7. Adequate training

How many times have you been playing a game and your character is given a complex weapon, computing device or piece of heavy machinery with barely a 'here's how you turn it on' before being sent on your merry way to defeat the baddies? Example: Yes, admittedly, you're a monkey Diddy Kong, but you look smart enough. You're wearing a baseball cap, which is always a sign of intelligence, so here, take this jet-pack. You'll figure it out in no time.

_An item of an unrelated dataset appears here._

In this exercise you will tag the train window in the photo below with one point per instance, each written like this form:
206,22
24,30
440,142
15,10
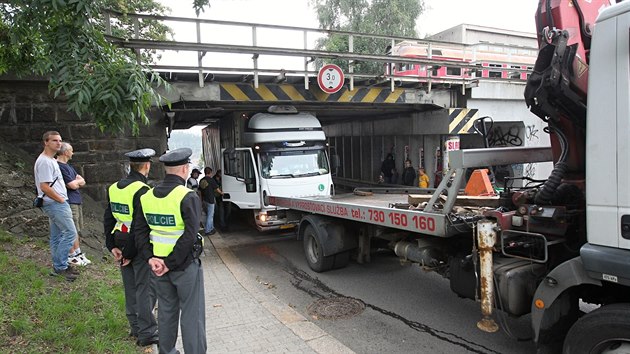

Above: If Diddy had received adequate training he would realise the potential fire risks associated with a jet-pack that is made from wood

This is not realistic. The amount of supervised tutorage and training needed to make a primate understand the principles and operational demands of jet-pack powered flight would be an extensive process. And that's not even taking into account all the mandatory health and safety training before a Diddy Kong would be allowed to come within a banana's length of any kind of propulsion device.

You might think this is silly. Monkeys? Jetpacks!? Absurd! But let's flip it over and look at it another way. Gordon Freeman is not a screeching, knuckle-scraping animal. He doesn't wear a baseball cap. He's a clever man of science. Yet he's given a crossbow and expected to be able to sniper-kill dudes shooting at him from windows at the far end of a street that's littered with highly explosive red barrels.

Above: At no point does this happen in Half-Life 2

Sure he's smart, but to be able to execute such lethal accuracy under the pressures of such dangerous conditions is something that takes months - years even - of training to achieve. Also, the fact he wears glasses gives us a clue that his eyes are a bit disabled. And how many snipers do you know with disabled eyes? Exactly.

6. Space

Ah, space. The mysterious, incandescent celestial realm in which all known reality hangs. A never-ending place of infinite possibilities, sensory wonders, and really cool explosive battles. That’s in games and films, anyway. Real space though, is just a bit inconvenient, and would be really bloody boring to deal with in a game.

Above: This...

Examples? There are many. First, and most obvious, is sound. In space there isn’t any, due to an inherent lack of atmosphere. So all of those epic space battles in every space-based game you’ve ever gleefully blasted your way through would take place in complete silence. Even the likes of Dead Space, which purport a more realistic version of exterior space combat, just quieten down and muffle things a bit. And the reasoning isn’t just to make things more exciting. It’s a basic game design thing too. Sound design and audio cues are more important than you might think in video game combat. If you can’t hear where that unseen star fighter or Necromorph is coming from, you can’t make a pre-emptive tactical response, and so for the game to be fair all your enemies would have to come at you in a straight line from directly in front of you. Which would be bloody dull.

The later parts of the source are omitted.